Pare ora che il ponte non chiuderà: almeno non tutto, almeno non subito, ma lascia sgomenti la mancanza di coordinamento, di qualsiasi analisi sugli impatti sul traffico e di pianificazione di soluzioni alternative. FIAB ha invitato le parti in causa a considerare seriamente l’opzione di un ponte Bailey che nell’immediato permetterebbe di non interrompere il transito, e un domani diventerebbe il tassello mancante della pista ciclabile Castelfranco-Modena lungo la via Emilia. Al contempo si potrebbe dare un incentivo forte all’utilizzo del treno, con abbonamenti gratuiti sulla tratta, per alleggerire il traffico automobilistico (al momento un abbonamento mensile costa 39 euro, 5 euro invece per una corsa andata-ritorno per un adulto). Finora nessun riscontro ufficiale.

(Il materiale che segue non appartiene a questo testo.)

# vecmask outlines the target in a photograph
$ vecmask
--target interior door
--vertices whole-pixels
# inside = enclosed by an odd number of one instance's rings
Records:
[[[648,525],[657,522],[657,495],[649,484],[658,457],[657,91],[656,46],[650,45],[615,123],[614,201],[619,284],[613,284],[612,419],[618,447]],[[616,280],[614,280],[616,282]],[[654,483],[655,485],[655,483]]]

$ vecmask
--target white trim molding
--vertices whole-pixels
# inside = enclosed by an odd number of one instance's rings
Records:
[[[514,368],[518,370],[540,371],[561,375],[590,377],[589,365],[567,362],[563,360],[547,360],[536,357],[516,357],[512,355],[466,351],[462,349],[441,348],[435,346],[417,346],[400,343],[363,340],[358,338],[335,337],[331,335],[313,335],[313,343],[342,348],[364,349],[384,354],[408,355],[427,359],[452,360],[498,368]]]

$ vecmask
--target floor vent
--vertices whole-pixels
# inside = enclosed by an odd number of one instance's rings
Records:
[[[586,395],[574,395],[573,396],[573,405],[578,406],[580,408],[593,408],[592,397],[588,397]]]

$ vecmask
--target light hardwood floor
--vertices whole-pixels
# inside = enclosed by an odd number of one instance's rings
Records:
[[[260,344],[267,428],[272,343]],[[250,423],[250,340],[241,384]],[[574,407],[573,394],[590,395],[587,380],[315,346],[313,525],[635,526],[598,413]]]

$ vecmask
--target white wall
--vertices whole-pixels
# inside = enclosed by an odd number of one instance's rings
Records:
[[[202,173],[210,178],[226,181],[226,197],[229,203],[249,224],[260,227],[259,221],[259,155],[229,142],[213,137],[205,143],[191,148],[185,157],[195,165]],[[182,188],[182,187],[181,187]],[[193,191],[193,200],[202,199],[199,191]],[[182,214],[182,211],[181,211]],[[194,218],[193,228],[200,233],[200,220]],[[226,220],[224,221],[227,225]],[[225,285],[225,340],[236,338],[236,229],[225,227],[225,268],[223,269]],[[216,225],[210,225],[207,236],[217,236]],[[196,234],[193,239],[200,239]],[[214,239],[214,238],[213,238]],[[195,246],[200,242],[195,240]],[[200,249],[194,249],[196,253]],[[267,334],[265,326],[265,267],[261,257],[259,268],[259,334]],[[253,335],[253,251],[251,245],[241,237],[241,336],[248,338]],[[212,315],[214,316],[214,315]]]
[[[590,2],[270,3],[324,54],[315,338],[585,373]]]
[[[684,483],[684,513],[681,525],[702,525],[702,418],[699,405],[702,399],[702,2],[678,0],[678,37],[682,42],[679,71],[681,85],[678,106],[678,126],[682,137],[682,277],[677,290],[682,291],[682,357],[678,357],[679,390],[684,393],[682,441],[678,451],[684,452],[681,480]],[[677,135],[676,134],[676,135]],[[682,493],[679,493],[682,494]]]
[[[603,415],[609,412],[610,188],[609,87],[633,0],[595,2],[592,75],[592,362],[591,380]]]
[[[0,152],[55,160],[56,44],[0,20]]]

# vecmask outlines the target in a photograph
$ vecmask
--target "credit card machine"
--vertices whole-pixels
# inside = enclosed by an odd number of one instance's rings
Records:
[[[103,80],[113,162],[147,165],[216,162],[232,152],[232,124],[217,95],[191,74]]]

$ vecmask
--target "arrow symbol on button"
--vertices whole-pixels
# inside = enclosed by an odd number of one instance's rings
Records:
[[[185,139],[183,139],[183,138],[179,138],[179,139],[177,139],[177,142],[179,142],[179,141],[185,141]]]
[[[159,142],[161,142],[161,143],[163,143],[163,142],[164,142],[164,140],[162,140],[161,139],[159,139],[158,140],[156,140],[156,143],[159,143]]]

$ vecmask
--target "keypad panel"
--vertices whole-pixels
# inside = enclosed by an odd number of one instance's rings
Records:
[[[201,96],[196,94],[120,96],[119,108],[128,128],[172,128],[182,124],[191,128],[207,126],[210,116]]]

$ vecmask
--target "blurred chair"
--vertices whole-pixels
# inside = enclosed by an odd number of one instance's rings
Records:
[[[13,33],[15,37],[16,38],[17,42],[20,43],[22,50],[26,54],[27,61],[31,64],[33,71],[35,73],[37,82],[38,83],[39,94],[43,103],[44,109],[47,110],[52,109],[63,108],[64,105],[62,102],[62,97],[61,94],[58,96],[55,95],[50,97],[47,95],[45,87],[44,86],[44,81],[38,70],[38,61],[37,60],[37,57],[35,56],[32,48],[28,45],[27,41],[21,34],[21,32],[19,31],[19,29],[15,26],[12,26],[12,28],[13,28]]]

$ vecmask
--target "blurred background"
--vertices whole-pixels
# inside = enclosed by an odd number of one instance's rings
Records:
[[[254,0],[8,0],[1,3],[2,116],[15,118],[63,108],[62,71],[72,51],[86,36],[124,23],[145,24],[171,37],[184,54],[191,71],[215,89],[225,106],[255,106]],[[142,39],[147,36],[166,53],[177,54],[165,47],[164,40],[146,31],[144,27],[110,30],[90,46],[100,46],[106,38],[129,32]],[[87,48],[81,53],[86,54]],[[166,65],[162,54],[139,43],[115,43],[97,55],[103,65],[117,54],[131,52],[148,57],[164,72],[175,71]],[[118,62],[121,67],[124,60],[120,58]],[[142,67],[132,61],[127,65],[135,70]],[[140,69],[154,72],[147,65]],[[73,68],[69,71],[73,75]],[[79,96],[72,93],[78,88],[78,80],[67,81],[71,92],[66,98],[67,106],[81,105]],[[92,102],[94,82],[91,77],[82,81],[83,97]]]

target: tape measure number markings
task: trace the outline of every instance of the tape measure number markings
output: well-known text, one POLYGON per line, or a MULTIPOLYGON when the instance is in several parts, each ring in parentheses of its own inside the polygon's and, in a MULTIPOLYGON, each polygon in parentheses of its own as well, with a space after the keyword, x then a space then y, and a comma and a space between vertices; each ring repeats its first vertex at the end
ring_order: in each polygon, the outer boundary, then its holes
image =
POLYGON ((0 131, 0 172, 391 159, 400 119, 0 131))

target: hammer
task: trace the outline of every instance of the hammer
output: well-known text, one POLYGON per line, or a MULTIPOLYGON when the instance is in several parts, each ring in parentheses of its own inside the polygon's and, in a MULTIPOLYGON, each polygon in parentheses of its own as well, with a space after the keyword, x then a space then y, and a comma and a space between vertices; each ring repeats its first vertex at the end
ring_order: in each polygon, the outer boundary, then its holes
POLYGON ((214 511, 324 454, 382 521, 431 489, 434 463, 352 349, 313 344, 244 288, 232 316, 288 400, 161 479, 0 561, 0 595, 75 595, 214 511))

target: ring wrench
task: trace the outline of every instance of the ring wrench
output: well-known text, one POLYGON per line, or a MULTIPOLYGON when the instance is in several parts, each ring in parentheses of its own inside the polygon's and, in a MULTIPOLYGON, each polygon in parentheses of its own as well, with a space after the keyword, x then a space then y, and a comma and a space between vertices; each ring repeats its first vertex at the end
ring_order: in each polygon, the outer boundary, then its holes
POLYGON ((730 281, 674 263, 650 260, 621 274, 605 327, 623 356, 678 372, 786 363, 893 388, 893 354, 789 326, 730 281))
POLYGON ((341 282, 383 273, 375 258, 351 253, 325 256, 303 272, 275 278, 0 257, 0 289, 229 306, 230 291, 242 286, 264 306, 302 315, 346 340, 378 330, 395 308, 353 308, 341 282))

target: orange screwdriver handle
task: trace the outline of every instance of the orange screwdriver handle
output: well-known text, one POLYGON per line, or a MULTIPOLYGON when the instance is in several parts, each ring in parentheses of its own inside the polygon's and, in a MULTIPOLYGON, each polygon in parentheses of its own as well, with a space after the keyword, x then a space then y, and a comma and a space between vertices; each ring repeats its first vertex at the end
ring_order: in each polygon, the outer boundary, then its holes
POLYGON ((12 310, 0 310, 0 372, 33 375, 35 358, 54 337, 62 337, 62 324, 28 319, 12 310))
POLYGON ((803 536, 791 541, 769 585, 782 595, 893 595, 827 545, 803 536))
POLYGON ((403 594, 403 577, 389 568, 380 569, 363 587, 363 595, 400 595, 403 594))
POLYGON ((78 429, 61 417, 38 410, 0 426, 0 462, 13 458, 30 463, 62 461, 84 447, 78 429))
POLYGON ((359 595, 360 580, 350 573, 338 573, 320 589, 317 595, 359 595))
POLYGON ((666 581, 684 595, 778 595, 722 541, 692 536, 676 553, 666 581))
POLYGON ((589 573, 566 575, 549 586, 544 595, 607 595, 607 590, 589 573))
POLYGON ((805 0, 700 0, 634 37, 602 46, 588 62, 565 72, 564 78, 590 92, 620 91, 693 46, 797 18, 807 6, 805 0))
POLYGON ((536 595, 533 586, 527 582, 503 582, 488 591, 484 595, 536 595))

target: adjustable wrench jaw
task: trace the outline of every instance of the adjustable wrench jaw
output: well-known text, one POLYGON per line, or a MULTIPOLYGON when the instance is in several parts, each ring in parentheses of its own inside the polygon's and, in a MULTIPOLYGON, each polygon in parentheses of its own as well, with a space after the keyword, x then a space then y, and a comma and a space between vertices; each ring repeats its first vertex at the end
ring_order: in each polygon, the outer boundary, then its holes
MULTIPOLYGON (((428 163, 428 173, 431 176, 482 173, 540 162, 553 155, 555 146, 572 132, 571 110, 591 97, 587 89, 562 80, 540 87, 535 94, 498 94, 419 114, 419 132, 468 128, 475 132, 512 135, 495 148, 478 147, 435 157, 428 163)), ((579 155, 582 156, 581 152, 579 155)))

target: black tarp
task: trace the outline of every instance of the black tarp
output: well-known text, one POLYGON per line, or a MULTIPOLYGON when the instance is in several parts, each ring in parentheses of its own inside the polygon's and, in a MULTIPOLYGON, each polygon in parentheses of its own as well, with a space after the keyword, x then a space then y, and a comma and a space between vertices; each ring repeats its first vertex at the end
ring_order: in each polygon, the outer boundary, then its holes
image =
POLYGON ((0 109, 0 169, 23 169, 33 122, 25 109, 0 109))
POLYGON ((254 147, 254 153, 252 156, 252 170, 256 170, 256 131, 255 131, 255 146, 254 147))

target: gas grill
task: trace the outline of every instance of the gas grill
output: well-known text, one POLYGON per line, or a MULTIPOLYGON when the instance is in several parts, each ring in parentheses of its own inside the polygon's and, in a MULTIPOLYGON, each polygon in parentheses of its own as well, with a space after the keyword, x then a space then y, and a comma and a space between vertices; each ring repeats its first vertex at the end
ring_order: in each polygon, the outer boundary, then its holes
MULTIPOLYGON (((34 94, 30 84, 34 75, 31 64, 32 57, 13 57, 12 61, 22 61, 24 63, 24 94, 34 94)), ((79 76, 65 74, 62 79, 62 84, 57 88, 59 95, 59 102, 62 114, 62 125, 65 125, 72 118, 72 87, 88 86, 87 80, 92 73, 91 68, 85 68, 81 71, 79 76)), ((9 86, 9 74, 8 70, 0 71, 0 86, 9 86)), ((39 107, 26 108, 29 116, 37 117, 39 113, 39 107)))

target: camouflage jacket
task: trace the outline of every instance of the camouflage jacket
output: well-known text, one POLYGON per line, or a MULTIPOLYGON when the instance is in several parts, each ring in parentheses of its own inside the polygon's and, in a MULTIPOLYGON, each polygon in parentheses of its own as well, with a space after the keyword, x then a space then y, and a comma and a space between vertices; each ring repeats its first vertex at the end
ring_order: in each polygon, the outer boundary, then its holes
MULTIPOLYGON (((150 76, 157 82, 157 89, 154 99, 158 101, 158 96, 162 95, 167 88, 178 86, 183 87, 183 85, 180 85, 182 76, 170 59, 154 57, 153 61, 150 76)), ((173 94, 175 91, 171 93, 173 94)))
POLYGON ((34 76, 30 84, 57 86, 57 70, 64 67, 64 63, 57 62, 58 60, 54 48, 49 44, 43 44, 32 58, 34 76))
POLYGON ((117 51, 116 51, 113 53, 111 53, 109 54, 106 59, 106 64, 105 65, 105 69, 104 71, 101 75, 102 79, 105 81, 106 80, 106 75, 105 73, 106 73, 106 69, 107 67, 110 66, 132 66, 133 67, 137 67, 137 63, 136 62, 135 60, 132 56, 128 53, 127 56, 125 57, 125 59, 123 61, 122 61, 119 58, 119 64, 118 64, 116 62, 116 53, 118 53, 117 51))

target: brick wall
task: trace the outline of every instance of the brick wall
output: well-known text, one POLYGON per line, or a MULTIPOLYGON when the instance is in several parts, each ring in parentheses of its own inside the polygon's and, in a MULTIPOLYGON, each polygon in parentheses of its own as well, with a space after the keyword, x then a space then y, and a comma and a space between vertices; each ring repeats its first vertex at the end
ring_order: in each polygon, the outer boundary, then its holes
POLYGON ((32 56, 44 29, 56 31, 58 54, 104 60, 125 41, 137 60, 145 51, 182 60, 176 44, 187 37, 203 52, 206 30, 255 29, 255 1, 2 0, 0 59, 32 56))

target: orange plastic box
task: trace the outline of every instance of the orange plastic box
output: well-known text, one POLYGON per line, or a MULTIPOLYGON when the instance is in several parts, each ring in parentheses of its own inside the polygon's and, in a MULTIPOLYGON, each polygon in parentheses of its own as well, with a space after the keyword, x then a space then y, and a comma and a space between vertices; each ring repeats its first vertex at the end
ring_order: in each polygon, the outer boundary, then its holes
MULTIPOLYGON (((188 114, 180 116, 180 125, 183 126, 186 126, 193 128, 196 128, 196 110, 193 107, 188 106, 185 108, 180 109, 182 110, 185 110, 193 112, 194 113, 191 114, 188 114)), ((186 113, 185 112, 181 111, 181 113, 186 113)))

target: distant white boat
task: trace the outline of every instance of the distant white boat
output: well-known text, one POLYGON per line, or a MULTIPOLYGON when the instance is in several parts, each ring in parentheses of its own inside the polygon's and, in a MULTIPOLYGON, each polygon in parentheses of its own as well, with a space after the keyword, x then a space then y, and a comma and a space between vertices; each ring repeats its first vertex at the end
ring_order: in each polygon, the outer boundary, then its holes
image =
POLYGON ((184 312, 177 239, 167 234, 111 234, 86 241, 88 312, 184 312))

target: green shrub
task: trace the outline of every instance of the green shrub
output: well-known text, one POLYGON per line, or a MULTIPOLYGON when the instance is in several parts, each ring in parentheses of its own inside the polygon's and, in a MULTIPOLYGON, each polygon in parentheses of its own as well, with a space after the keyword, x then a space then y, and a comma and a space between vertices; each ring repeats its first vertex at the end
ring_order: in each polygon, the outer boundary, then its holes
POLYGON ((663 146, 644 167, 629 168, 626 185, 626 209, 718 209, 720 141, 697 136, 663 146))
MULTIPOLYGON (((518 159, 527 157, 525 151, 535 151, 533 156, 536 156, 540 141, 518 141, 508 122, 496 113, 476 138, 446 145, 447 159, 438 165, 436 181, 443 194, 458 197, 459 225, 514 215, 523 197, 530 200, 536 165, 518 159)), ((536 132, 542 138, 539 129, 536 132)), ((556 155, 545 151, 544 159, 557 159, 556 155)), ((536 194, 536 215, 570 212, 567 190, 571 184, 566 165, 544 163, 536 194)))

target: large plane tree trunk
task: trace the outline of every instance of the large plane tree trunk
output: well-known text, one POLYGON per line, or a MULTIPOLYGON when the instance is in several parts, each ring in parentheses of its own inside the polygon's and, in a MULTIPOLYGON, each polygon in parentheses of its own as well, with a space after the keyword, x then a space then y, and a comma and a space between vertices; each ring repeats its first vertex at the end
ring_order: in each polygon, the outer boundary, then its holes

Improvvisazione? “Altre priorità” che rendono la mobilità un tema di “serie b”? E non diteci che non ci sono soldi. In Germania per contrastare il caro-carburanti e l’inquinamento è stato inaugurato un abbonamento mensile che copre tutto il trasporto pubblico locale su tutto il territorio nazionale a 9 euro, per i 3 mesi d’estate: treni locali, bus, tram, traghetti, metro. Meno di due viaggi andata ritorno Modena-Castelfranco o Modena-Carpi: qui da noi sembra fantascienza. Investimento del governo tedesco: 2 miliardi di euro. Gli stessi 2 miliardi di euro di “ecobonus” che il nostro governo ha destinato a finanziare l’acquisto di automobili. I soldi ci sono, ma vengono spesi malissimo. Qui è la visione che manca.